Wanton Dairymaid, Book 2
By: Tessa Dare
Narrated by: Gabrielle Baker
Series: The Wanton Dairymaid Trilogy, Book 2
Length: 13 hrs and 15 mins
Release date: 03-19-19
Publisher: Tantor Audio
I voluntarily reviewed an advance reader’s copy of this book. No remuneration was exchanged and all opinions presented herein are my own except as noted.
Tessa Dare takes passion to the high seas in this steamy tale of a runaway bride and a devilishly disarming privateer.
Desperate to escape a loveless marriage and society’s constraints, pampered heiress Sophia Hathaway jilts her groom, packs up her paints and sketchbook, and assumes a new identity, posing as a governess to secure passage on the Aphrodite. She wants a life of her own: unsheltered, unconventional, uninhibited. But it’s one thing to sketch her most wanton fantasies, and quite another to face the dangerously handsome libertine who would steal both her virtue and her gold.
To any well-bred lady, Benedict “Gray” Grayson is trouble in snug-fitting boots. A conscienceless scoundrel who sails the seas for pleasure and profit, Gray lives for conquest—until Sophia’s perception and artistry stir his heart. Suddenly he’ll brave sharks, fire, storm, and sea just to keep her at his side. She’s beautiful, refined, and ripe for seduction. Could this counterfeit governess be a rogue’s redemption? Or will the runaway heiress’s secrets destroy their only chance at love?
This is the first book by Tessa Dare I absolutely did not like. I feel I read nearly the same book by Eloisa James just a few months ago. Young heiress on a ship giving the male and female love interests an enforced closeness pushing them together, plus the heroine is aching to be wanton and the hero is really vulnerable because of a change in his business model and his family situation. Speaking of the family situation, Gray is really into what his sister thinks.

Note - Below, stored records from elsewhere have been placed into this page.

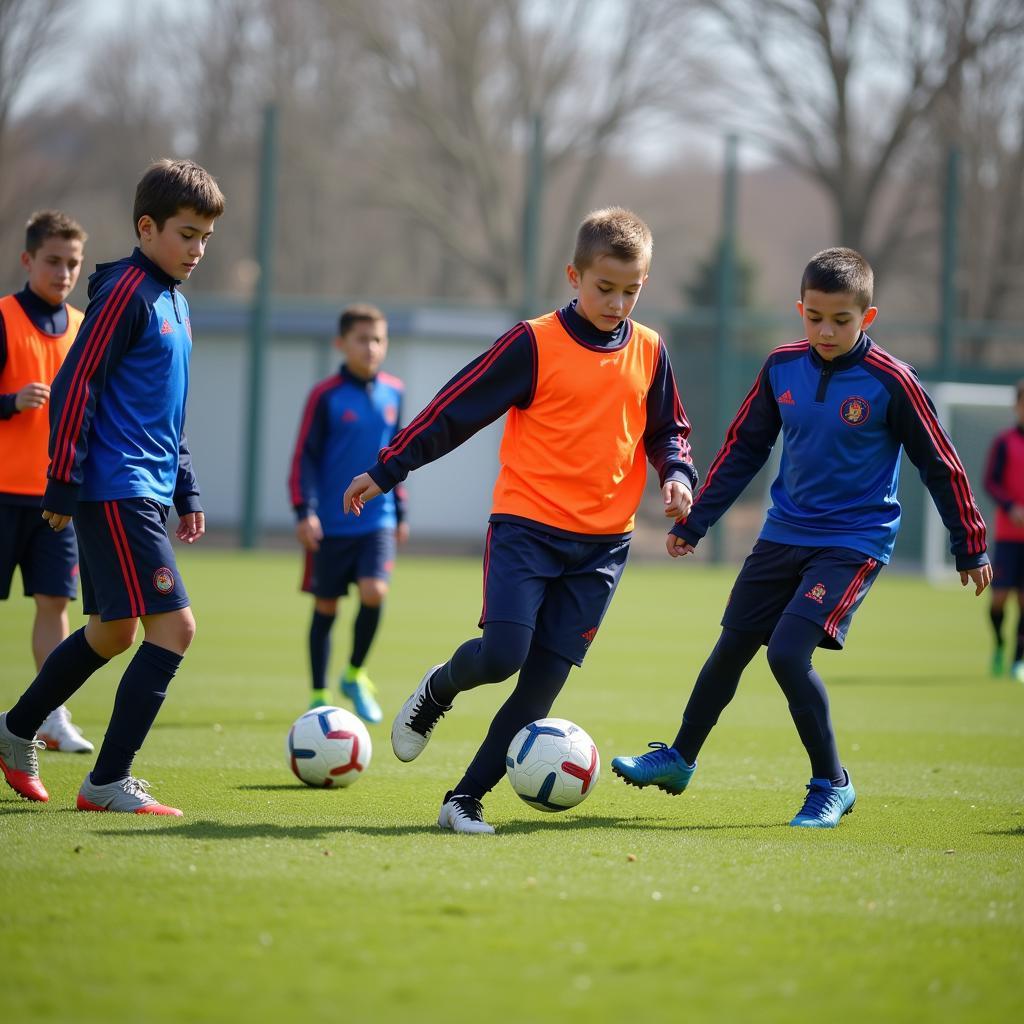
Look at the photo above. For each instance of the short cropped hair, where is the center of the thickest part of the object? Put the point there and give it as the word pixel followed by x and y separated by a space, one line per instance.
pixel 612 231
pixel 840 269
pixel 170 185
pixel 45 224
pixel 357 313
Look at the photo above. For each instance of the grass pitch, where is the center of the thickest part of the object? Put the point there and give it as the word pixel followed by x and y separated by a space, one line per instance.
pixel 269 901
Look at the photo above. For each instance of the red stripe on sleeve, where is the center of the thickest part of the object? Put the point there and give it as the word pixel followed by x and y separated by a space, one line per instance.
pixel 448 395
pixel 970 516
pixel 74 410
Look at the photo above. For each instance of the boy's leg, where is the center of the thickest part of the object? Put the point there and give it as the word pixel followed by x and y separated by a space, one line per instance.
pixel 491 658
pixel 1018 667
pixel 996 614
pixel 131 565
pixel 541 680
pixel 50 629
pixel 790 651
pixel 518 563
pixel 325 610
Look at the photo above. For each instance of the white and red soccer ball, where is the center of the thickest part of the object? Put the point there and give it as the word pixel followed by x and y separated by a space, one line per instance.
pixel 328 748
pixel 552 764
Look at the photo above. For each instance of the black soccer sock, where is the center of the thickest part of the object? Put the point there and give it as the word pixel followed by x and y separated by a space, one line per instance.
pixel 364 631
pixel 138 699
pixel 491 658
pixel 997 616
pixel 64 672
pixel 715 687
pixel 541 680
pixel 320 648
pixel 793 643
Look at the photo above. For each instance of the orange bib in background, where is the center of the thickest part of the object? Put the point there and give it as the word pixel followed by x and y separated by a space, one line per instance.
pixel 32 355
pixel 574 459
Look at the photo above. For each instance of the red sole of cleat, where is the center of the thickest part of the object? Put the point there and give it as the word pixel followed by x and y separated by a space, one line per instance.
pixel 36 794
pixel 85 805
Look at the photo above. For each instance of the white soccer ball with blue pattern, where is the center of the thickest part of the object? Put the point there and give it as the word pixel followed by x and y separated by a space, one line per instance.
pixel 328 748
pixel 552 764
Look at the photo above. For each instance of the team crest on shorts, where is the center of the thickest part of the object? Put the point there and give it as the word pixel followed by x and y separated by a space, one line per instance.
pixel 163 580
pixel 855 411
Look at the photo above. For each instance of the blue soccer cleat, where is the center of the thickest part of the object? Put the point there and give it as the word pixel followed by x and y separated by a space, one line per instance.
pixel 357 687
pixel 825 804
pixel 662 766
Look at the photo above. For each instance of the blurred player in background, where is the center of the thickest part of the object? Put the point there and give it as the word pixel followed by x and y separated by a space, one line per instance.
pixel 1005 481
pixel 37 328
pixel 846 409
pixel 347 419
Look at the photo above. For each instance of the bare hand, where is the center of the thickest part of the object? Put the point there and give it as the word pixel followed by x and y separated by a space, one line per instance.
pixel 33 395
pixel 980 577
pixel 309 531
pixel 676 546
pixel 190 526
pixel 358 493
pixel 678 500
pixel 55 519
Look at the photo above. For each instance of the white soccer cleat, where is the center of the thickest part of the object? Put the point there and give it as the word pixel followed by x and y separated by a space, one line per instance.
pixel 59 734
pixel 463 814
pixel 413 725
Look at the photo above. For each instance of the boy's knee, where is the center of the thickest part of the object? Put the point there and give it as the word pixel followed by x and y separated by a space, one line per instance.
pixel 111 639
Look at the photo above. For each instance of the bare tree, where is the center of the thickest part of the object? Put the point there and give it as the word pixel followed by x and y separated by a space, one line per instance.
pixel 846 90
pixel 459 84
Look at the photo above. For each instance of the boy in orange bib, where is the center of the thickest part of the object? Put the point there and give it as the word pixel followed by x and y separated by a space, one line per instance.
pixel 589 396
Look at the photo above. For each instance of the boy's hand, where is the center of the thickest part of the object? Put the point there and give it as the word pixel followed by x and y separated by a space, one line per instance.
pixel 678 500
pixel 32 395
pixel 190 526
pixel 981 578
pixel 358 493
pixel 55 519
pixel 309 531
pixel 676 546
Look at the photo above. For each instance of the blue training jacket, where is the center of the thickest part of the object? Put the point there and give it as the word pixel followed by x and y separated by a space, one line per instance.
pixel 844 424
pixel 118 403
pixel 345 422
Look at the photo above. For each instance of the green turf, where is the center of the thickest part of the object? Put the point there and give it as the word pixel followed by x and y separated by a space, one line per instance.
pixel 274 902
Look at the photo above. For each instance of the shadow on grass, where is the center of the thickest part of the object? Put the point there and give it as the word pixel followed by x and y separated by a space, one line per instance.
pixel 931 680
pixel 268 829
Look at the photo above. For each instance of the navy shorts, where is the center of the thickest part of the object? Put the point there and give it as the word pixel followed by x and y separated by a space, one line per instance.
pixel 128 566
pixel 344 560
pixel 824 585
pixel 1008 565
pixel 559 587
pixel 48 560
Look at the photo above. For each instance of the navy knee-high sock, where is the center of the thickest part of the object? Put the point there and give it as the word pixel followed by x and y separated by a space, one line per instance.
pixel 793 643
pixel 138 699
pixel 541 680
pixel 715 687
pixel 364 631
pixel 320 648
pixel 499 653
pixel 64 672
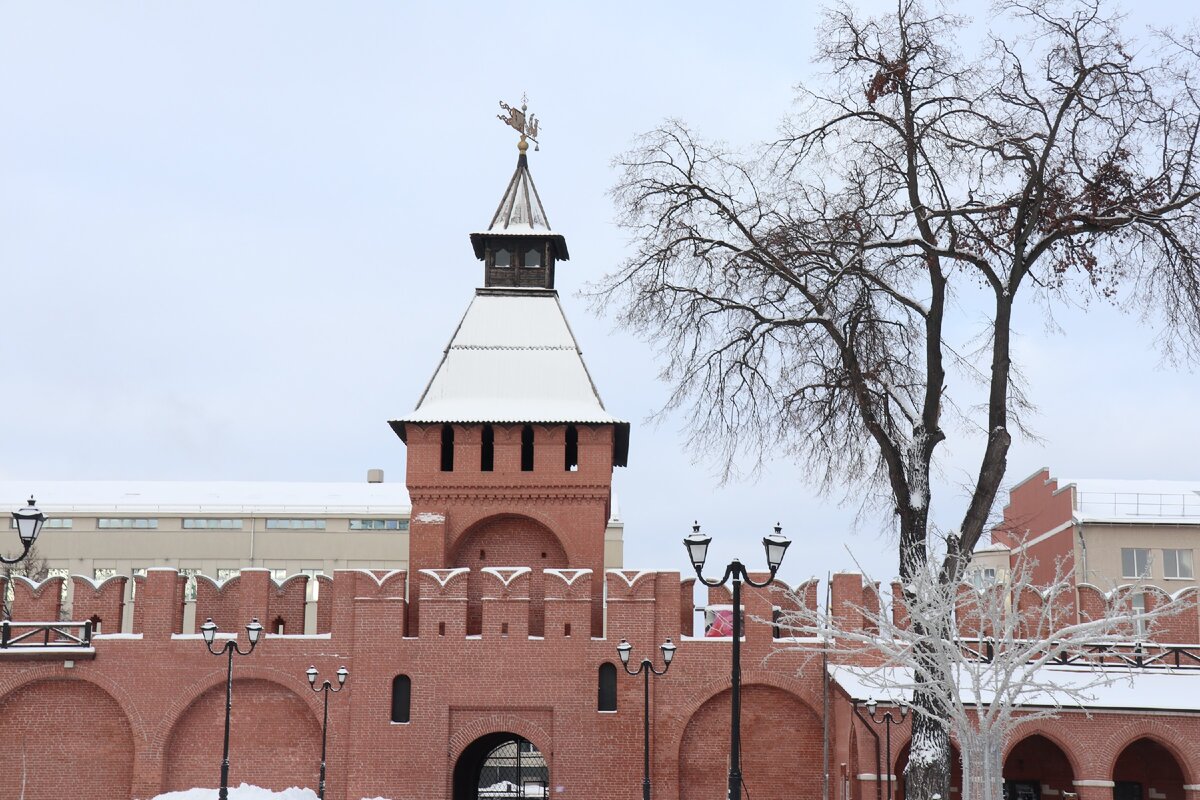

The characters are two-dimensional, or maybe the word is predictable, with a side of Gray’s bragging about his scoundrel nature and ending up being noble. And, while Sophia acts like a sophomoric chit with some cash, she turns out to be a sophomoric chit with some cash. She has a few moments where she realizes she can use her upbringing to do something good and she might grow up a little.
I found the situation contrived: not her having to get a berth on a ship heading to the Caribbean to hide out from an impending marriage to a perfectly nice man. But, of course like other women of her age she will lose all her money when she marries. The climactic moment of the entire thing is so forced and, though the whole political/legal situation is canny, it is still forced.
I hate just flat out saying I found a book unpleasant, but, I even tried listening to it a second time; I just couldn’t bring myself to do the entirety. The thing I found the least objectionable was the narration. Baker has a pleasant voice and handled both genders well.
I thought the artifice of believing romance was like that in this piece of erotica she and her friend found denied that anything she ever saw in her life between men and women was real. It was just not my cup of grog.